Not only have more and more women entered the labor
market over the years, but the recession has been
harder on men. In October, the unemployment rate for
men was almost eleven percent, compared to eight
percent for women.
Industries that traditionally use lots of men have
suffered deep cuts. For example, manufacturing and
building lost more jobs in October. But health care
and temporary employment services have had job
growth. Both of those industries employ high
percentages of women.
Thirty years ago, women earned sixty-two cents for
every dollar that men earned. Now, for those who
usually work full time, women earn about eighty
percent of what men earn. And women hold fifty-one
percent of good-paying management and professional
jobs.
Yet a study released in November said men still hold
about nine out of every ten top positions at the
four hundred largest companies in California. The
results have remained largely unchanged in five
years of studies from the University of California,
Davis.
Also, a new research paper in the journal Sex Roles
looks at the experiences of women who are the main
earners in their family. Rebecca Meisenbach at the
University of Missouri in Columbia interviewed
fifteen women. She found they all valued their
independence and many enjoyed having the power of
control, though not all wanted it.
But they also felt pressure, worry and guilt. That
was partly because of cultural expectations that
working women will still take care of the children.

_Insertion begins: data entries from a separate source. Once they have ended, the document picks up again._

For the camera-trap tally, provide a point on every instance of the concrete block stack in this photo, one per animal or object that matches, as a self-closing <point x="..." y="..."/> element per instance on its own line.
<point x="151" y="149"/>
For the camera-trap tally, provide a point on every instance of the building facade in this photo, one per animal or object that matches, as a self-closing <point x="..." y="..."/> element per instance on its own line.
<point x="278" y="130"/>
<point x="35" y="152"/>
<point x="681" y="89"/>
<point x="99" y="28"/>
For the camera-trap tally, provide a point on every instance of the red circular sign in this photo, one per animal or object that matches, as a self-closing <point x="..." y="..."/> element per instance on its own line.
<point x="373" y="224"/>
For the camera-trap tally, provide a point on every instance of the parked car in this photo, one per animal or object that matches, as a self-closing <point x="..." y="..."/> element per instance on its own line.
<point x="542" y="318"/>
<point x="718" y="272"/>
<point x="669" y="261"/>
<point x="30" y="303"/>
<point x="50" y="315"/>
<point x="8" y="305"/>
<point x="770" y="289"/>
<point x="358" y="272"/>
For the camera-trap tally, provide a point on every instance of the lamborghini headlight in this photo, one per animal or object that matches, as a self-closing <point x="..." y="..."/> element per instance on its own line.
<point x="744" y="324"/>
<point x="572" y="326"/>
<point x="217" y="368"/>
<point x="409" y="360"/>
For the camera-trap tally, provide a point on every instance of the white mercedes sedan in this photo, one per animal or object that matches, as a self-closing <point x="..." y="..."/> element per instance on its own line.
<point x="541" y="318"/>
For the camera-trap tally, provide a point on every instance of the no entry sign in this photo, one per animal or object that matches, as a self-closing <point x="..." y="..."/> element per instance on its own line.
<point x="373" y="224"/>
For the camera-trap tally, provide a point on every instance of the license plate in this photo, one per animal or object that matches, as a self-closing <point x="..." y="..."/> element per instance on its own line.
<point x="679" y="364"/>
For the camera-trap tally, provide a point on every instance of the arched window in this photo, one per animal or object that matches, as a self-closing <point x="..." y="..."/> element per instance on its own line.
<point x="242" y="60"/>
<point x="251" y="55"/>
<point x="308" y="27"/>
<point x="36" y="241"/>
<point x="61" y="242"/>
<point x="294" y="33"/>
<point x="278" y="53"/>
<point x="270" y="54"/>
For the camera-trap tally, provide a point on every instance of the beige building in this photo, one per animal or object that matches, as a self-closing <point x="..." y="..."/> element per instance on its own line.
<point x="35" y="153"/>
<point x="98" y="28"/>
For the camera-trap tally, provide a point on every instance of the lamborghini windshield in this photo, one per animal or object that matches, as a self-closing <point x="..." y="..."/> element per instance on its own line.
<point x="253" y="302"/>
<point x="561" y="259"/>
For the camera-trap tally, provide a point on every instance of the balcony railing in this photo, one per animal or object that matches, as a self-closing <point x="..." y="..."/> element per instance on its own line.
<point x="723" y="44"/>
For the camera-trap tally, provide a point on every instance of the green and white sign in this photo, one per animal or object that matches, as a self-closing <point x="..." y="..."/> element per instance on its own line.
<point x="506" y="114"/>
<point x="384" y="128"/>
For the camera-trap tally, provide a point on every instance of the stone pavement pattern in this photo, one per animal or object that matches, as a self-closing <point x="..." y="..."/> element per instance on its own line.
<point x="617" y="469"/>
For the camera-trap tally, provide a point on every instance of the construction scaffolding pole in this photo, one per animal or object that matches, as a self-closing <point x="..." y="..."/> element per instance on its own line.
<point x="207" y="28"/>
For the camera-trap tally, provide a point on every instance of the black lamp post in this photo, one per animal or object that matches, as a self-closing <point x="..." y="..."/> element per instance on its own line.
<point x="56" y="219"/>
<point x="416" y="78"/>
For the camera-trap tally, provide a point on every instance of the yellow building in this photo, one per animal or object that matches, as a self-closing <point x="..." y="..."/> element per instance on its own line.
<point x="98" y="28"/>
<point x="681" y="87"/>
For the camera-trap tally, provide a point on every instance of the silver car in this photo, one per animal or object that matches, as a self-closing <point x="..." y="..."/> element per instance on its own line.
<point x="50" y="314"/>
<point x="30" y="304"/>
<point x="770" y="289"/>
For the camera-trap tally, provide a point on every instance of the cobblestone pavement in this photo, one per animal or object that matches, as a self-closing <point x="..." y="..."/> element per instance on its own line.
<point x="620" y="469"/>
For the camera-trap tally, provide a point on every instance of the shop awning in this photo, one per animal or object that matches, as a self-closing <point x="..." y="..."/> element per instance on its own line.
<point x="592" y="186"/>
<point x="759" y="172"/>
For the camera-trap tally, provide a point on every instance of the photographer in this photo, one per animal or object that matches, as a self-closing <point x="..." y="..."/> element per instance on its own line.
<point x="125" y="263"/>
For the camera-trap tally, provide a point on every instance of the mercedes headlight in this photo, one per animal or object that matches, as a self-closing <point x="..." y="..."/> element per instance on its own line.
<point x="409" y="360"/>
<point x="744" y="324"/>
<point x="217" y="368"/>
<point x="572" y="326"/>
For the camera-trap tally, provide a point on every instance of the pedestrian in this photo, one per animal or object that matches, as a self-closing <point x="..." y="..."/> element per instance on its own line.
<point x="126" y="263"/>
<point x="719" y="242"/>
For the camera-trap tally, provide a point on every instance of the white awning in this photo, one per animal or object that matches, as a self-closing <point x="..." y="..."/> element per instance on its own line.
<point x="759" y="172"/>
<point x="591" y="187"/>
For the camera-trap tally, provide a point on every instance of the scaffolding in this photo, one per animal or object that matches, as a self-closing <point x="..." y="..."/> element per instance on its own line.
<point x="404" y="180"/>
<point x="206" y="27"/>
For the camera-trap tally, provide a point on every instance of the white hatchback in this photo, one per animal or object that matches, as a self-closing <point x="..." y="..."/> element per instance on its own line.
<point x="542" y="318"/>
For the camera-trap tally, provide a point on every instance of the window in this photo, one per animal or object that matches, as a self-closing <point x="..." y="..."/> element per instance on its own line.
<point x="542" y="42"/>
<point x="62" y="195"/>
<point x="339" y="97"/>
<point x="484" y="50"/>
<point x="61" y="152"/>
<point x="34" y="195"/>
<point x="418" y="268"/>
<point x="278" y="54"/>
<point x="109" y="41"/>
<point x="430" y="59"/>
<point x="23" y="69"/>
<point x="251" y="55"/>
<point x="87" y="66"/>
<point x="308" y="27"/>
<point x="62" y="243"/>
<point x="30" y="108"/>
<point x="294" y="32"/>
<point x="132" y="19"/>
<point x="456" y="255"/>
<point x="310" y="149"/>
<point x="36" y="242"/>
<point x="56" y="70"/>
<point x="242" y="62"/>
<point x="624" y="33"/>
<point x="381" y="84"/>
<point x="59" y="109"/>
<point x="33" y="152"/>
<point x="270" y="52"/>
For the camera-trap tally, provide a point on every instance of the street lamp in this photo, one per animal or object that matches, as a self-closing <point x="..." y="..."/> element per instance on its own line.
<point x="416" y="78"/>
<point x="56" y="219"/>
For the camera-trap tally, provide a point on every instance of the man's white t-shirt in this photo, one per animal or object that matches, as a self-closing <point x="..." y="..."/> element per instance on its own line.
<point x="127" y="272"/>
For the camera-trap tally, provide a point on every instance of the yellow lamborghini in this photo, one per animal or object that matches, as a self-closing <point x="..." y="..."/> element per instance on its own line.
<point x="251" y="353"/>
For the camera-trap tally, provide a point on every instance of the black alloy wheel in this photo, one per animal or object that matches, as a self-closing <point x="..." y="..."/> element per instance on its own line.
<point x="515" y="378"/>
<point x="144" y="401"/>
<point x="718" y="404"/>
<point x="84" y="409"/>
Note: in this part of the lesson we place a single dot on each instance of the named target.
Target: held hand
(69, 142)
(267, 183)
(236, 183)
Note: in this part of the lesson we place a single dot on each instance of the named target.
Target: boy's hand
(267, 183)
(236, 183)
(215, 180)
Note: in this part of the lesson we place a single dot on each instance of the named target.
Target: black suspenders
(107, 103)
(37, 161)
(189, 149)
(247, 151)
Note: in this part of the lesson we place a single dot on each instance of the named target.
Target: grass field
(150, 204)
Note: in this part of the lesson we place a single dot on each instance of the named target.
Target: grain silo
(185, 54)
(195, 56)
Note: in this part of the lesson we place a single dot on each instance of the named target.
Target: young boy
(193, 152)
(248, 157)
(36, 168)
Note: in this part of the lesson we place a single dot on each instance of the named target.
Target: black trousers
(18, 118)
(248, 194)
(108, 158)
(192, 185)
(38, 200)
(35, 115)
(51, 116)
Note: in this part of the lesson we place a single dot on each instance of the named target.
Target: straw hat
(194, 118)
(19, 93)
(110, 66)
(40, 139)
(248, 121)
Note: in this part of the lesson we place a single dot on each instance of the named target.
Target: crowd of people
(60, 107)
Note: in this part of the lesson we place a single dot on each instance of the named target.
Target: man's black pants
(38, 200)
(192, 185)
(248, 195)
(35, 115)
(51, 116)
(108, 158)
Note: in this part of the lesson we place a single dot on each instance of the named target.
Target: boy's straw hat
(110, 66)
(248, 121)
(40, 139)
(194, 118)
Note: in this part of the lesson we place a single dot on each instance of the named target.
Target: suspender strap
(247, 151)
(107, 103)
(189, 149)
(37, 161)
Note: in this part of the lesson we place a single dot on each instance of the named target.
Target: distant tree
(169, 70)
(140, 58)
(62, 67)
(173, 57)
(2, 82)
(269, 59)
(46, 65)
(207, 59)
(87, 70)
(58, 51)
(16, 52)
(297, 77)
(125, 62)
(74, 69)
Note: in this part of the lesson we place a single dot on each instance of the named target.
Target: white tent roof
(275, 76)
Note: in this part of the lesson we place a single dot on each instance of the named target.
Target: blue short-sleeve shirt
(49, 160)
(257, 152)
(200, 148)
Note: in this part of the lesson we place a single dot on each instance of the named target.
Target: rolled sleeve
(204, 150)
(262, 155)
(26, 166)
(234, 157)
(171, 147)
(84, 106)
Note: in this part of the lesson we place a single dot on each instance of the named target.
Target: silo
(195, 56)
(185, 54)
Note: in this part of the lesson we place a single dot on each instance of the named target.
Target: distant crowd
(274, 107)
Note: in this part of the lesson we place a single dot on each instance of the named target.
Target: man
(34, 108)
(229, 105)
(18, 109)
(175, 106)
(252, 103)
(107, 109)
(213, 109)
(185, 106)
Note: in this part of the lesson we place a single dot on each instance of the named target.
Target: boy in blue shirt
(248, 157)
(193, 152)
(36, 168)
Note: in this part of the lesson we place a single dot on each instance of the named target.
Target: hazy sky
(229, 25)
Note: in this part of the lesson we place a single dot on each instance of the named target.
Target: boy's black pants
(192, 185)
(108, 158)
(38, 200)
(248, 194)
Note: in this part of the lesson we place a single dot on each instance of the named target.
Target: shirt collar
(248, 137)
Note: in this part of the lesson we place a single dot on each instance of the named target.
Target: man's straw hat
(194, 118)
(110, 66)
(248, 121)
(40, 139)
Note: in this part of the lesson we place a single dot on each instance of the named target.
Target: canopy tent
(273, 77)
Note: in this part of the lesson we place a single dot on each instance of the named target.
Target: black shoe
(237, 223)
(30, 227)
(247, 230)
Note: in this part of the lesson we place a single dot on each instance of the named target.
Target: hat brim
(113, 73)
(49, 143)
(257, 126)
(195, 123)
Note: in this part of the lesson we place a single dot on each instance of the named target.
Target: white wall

Also, men who are not the main earners may feel
threatened.
The job market continues to suffer the effects of
last year's financial crash. Now, a judgment has
been reached in the first case involving charges of
criminal wrongdoing on Wall Street. The government
lost its case against two managers at Bear Stearns,
the first investment bank to fail last year.
A jury found Ralph Cioffi and Matthew Tannin not
guilty of lying to investors. The hedge funds they
supervised lost their value in two thousand seven.
But jurors said there was no clear evidence that
they meant to mislead investors. The Justice
Department continues to investigate other companies.
And that's the VOA Special English Economics Report.